By Jen DiMascio

A Defense Department plan could keep the F-22 production line open with a request for the fighter jets in a fiscal year 2009 supplemental budget request, according to the deputy defense secretary.

In a Jan. 14 letter to Rep. Phil Gingrey (R-Ga.), Gordon England said that the request would replace aircraft lost in the war.

“If these funds are appropriated, then the F-22 line could be extended beyond the current multiyear,” England wrote.

The deputy secretary, however, signaled that he would not expand the current plan for F-22s. Last year, Congress signed off on a multiyear plan to buy 20 aircraft in FY ’07, FY ’08 and FY ’09.

Citing an evaluation of the Defense Department’s mix of tactical aviation forces, England said investing in “the more modern F-35” Joint Strike Fighter for all three services “provides more effective capability to the joint force commander than concentrating investments in a single service by buying more F-22s.”

Lockheed Martin [LMT] builds both planes.

“The current multiyear program procures sufficient numbers of F-22s to deal with projected needs,” England’s letter said.

Congress has supported the idea of keeping the F-22 line alive.
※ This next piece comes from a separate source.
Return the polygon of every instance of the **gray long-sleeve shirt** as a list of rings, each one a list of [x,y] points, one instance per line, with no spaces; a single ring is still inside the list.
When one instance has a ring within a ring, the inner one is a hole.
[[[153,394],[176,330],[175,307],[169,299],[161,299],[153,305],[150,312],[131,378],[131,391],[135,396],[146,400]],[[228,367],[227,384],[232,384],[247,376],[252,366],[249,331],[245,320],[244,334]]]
The FY ’08 Defense Appropriations Bill includes language asking the Air Force to apply $526 million in FY ’09 funding intended to shut down the jet’s production line to the purchase of specialty metals for an additional 20 planes (Defense Daily, Nov. 8).

England’s letter responds to one that Gingrey and a bipartisan list of lawmakers sent to Defense Secretary Robert Gates on Dec. 12.

The lawmakers pressed DoD to include enough money in the FY ’09 base budget to buy long-lead items for a set of planes beyond the current multiyear contract, touching on the issue of troubled F-15 aircraft.

“The USAF urgently needs to replace approximately 500 1970-80’s vintage F-15 A-D Eagles,” the letter said, adding that independent studies commissioned by the department have recommended buying 220 F-22s rather than the current plan to buy 183.